Saturday, November 1, 2008

Handmade Shaman Drums from Finnish Lapland

The Sámi drums are oval wooden frames (South Sámi gievrie) or bowls (North Sámi goavddis) covered with reindeer skin. The drum skins are decorated with traditional shamanistic patterns.

Characterized by a central Sun Cross and an unbroken path around the edge. Individual figures are commonly placed on the arms of the sun-cross, on the outer path or floating between these. The typical symbols on a Sami drum are gods (Thunder, Horn, Wind and Mother), people, reindeer and other animals and different kind of tools. Every drum is unique and one will never find two quite alike.

The Sámi (Saame in Finnish) have lived in Finland since ancient times. According to current belief, the Sámi are ethnically the offspring of development that covered many generations. They are thought to have descended from the people who settled in Fennoscandia after the last Ice Age, about 7,500 years BC.

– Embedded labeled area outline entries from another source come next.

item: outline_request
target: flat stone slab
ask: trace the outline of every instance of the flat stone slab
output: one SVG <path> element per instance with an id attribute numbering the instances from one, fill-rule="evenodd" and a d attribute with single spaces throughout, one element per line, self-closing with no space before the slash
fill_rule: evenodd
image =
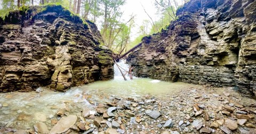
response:
<path id="1" fill-rule="evenodd" d="M 69 115 L 62 117 L 50 131 L 50 134 L 61 133 L 67 131 L 72 125 L 76 123 L 77 116 Z"/>

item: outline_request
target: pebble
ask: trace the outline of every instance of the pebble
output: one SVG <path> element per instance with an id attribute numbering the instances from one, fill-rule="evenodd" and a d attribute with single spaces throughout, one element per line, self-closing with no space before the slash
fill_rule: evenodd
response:
<path id="1" fill-rule="evenodd" d="M 249 128 L 255 128 L 255 125 L 252 124 L 251 123 L 247 123 L 245 124 L 245 126 Z"/>
<path id="2" fill-rule="evenodd" d="M 153 110 L 151 112 L 148 113 L 147 115 L 154 119 L 156 119 L 161 115 L 161 114 L 158 110 Z"/>
<path id="3" fill-rule="evenodd" d="M 165 122 L 164 125 L 163 126 L 164 128 L 171 128 L 173 125 L 173 123 L 171 119 L 167 120 Z"/>
<path id="4" fill-rule="evenodd" d="M 113 120 L 112 127 L 115 129 L 119 128 L 120 127 L 120 124 L 119 124 L 118 122 L 115 121 L 115 120 Z"/>
<path id="5" fill-rule="evenodd" d="M 202 128 L 199 132 L 203 133 L 212 133 L 212 130 L 210 128 Z"/>
<path id="6" fill-rule="evenodd" d="M 225 125 L 231 130 L 236 130 L 238 127 L 236 122 L 230 119 L 227 119 L 225 121 Z"/>
<path id="7" fill-rule="evenodd" d="M 237 124 L 239 125 L 242 126 L 244 124 L 247 122 L 246 119 L 238 119 L 237 120 Z"/>
<path id="8" fill-rule="evenodd" d="M 123 134 L 125 132 L 125 131 L 124 131 L 123 129 L 117 129 L 117 130 L 116 130 L 116 131 L 117 132 L 119 132 L 119 133 L 122 133 L 122 134 Z"/>
<path id="9" fill-rule="evenodd" d="M 224 115 L 226 115 L 228 116 L 231 116 L 231 113 L 230 112 L 227 111 L 226 111 L 226 110 L 222 110 L 221 111 L 221 113 L 224 114 Z"/>
<path id="10" fill-rule="evenodd" d="M 113 111 L 116 110 L 116 107 L 110 107 L 108 108 L 108 113 L 111 113 Z"/>
<path id="11" fill-rule="evenodd" d="M 184 122 L 183 121 L 183 120 L 180 121 L 179 122 L 179 126 L 181 126 L 182 124 L 183 124 L 183 123 Z"/>
<path id="12" fill-rule="evenodd" d="M 217 122 L 212 122 L 210 127 L 211 128 L 217 129 L 219 128 L 219 124 Z"/>
<path id="13" fill-rule="evenodd" d="M 231 133 L 230 130 L 225 125 L 220 127 L 220 129 L 226 134 L 230 134 Z"/>
<path id="14" fill-rule="evenodd" d="M 250 117 L 245 114 L 236 114 L 236 118 L 239 119 L 246 119 L 249 120 L 250 119 Z"/>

The old Sámi religion was founded on an animistic world-view and a shamanistic form of worship in which drumming on the "runebomme" (ritual drum) and traditional chanting, yoiking, were of great importance. Nature was considered life-giving, and mountains, stone formations and lakes could be of help to the people if they worshipped them and brought them sacrificial gifts. Natural phenomena were gods. The sun (Paivo) had a central place, not as a personified god, but as a basic cosmic force, which extended its rays across the world and carried the personified gods on its rays. These gods were not people, but intermediary figures between human beings and greater forces. Dierpmis (the god of thunder) was worshipped fervently. Bieggolmmái (the god of wind), mánnu (the moon) and áhcolmmái (the god of water) were revered because they had the power to improve people’s conditions.